Optimization of the ceramic ink used in Direct Ink Writing through rheological properties characterization of zirconia-based ceramic materials

Abstract Understanding and optimization the rheological properties characterization of zirconia (ZrO2) based ceramics inks is critical for optimizing the production of Direct Ink Writing (DIW) components to achieve complex structures with similar properties as those obtained by using the traditional processing routes. In this work, ZrO2 based ceramic materials with different yttrium contents (3 and 8 mol %) were designed and produced by DIW to determine the most suitable ceramic ink composition in terms of the rheological properties (e.g. flow curves, viscosity, loss modulus G′, storage modulus G″, etc.) to design new components. Different ceramic inks with charges up to 75 wt % were prepared and characterized. A systematic study of the feedstock, as well as the different ceramic inks, was performed to determine the optimal ceramic charge.
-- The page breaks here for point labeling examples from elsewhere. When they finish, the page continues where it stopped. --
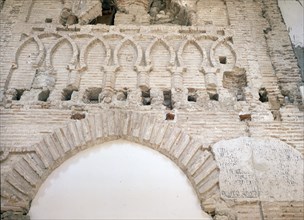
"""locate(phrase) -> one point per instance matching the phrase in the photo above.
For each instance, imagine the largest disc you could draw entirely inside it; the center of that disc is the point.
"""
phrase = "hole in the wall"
(167, 99)
(276, 115)
(44, 95)
(245, 117)
(213, 96)
(18, 94)
(170, 116)
(92, 95)
(109, 10)
(240, 96)
(48, 20)
(263, 95)
(221, 32)
(66, 95)
(122, 95)
(146, 98)
(192, 96)
(230, 39)
(223, 60)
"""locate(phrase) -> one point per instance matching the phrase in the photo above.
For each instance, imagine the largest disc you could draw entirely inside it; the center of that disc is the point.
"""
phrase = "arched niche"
(20, 184)
(119, 175)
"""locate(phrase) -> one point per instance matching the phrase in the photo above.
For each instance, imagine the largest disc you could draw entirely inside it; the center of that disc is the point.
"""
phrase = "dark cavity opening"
(263, 95)
(109, 9)
(213, 96)
(167, 99)
(122, 95)
(192, 96)
(44, 95)
(66, 95)
(18, 94)
(223, 59)
(146, 98)
(92, 95)
(48, 20)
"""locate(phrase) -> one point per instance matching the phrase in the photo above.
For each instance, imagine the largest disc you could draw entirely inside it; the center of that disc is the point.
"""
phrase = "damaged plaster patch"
(259, 169)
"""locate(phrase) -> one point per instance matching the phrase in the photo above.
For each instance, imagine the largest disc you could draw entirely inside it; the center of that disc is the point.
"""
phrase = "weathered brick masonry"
(211, 84)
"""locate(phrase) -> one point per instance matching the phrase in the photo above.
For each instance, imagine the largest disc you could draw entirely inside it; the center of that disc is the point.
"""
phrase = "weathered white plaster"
(259, 169)
(117, 180)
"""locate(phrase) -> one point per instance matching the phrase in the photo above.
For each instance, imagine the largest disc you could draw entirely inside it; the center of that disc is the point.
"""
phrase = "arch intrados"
(166, 44)
(85, 49)
(136, 47)
(76, 136)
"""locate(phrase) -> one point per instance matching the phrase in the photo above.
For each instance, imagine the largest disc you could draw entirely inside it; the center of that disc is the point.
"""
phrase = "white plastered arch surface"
(117, 180)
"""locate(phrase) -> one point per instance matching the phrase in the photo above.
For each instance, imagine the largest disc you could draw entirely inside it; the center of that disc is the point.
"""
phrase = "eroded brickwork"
(213, 85)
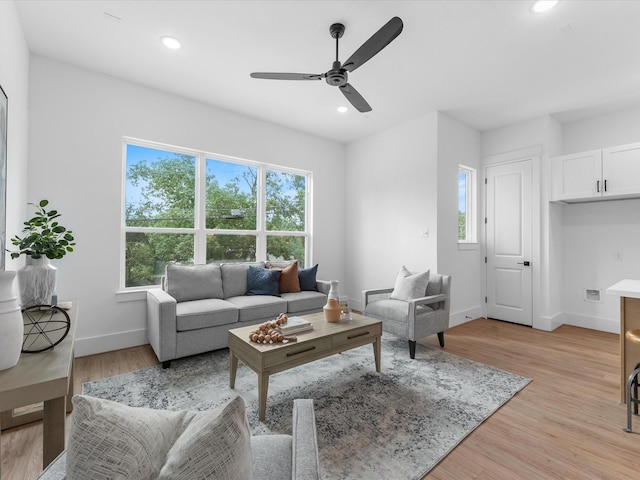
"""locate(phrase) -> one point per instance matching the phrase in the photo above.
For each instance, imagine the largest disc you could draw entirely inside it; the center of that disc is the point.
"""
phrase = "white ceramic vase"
(332, 309)
(37, 282)
(11, 325)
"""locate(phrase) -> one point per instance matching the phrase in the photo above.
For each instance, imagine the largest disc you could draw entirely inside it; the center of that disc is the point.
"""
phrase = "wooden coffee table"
(324, 340)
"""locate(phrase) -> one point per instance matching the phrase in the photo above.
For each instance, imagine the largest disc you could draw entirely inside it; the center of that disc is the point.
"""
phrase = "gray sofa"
(198, 304)
(273, 457)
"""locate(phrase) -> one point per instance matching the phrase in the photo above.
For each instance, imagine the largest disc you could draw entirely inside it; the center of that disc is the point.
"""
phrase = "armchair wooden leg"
(412, 349)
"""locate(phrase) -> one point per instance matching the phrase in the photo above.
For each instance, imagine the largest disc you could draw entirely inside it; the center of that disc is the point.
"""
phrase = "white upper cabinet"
(576, 176)
(597, 175)
(621, 170)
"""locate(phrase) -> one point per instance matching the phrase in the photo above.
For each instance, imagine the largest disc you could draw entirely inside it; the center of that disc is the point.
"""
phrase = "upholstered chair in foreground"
(417, 306)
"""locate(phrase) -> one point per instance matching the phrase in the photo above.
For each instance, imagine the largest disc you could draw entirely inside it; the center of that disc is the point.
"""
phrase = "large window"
(193, 207)
(466, 204)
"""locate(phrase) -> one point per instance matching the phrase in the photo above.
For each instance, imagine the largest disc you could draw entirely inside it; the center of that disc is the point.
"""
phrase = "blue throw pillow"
(307, 277)
(263, 281)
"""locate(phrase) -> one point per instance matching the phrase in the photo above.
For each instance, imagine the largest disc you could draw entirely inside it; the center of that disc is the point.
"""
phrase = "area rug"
(397, 424)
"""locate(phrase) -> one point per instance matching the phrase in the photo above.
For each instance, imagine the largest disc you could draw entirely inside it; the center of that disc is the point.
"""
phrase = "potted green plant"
(43, 240)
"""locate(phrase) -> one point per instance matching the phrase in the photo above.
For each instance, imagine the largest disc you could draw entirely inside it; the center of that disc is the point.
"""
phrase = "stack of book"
(295, 325)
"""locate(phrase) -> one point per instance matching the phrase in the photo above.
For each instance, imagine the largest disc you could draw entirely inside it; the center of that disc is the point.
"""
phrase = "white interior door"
(508, 237)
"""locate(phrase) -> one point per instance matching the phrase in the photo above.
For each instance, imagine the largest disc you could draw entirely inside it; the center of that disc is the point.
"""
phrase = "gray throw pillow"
(194, 282)
(410, 285)
(109, 440)
(263, 281)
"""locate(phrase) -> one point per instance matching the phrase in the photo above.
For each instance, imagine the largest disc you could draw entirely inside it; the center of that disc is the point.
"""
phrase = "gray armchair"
(413, 319)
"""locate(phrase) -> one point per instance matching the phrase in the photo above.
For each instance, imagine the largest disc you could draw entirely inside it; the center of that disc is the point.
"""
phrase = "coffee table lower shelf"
(324, 340)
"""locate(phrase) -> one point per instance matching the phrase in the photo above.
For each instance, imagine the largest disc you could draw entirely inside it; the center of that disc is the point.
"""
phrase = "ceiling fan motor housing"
(337, 76)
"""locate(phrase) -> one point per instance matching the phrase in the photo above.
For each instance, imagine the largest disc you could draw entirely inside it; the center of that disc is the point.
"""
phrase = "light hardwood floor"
(566, 424)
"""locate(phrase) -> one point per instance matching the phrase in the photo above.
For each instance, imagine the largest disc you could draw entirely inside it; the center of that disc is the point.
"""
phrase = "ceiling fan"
(339, 74)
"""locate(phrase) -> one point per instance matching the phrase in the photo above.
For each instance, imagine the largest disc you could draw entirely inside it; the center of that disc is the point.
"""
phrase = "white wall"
(78, 119)
(392, 195)
(14, 79)
(618, 128)
(457, 144)
(595, 233)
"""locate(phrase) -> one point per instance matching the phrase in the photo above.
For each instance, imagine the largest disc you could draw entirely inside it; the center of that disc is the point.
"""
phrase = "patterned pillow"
(410, 285)
(307, 277)
(194, 282)
(263, 281)
(289, 282)
(110, 440)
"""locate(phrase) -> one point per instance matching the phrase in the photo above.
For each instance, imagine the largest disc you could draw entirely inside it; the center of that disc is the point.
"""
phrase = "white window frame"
(199, 231)
(471, 204)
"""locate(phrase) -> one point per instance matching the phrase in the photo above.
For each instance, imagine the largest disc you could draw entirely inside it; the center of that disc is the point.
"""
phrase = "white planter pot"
(37, 282)
(11, 325)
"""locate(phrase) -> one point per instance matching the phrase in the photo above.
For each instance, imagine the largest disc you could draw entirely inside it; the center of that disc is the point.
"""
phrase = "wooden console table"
(43, 377)
(629, 293)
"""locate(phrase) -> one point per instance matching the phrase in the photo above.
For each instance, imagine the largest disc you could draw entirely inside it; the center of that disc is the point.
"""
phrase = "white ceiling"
(484, 63)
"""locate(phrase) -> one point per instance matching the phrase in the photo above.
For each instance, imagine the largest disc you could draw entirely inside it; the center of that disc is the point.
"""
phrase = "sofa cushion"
(110, 440)
(263, 281)
(289, 281)
(410, 285)
(307, 277)
(258, 307)
(234, 277)
(204, 313)
(304, 301)
(194, 282)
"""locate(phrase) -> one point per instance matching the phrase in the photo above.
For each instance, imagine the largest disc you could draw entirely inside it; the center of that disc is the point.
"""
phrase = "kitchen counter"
(629, 293)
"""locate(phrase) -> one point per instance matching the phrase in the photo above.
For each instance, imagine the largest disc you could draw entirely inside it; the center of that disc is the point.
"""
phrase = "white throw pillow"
(109, 440)
(410, 285)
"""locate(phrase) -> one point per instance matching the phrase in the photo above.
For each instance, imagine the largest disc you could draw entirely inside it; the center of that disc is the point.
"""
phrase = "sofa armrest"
(305, 464)
(161, 324)
(367, 294)
(427, 300)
This characterization evidences that rheological properties of zirconia based ceramic inks are influenced by the particle size and amount of ceramic content. Furthermore, the rheological study highlights that the ZrO2 inks present a Non-Newtonian behavior depending on the ceramic content. Results revealed that the yttrium content affects the flow properties of ZrO2 suspensions in such a way that, higher shear rate was required to make the suspensions flow at increasing the amount of powder. It was also found that the best rheological properties corresponded to 73 and 70% for the 3Y- and 8Y–ZrO2 of ceramic charge, respectively.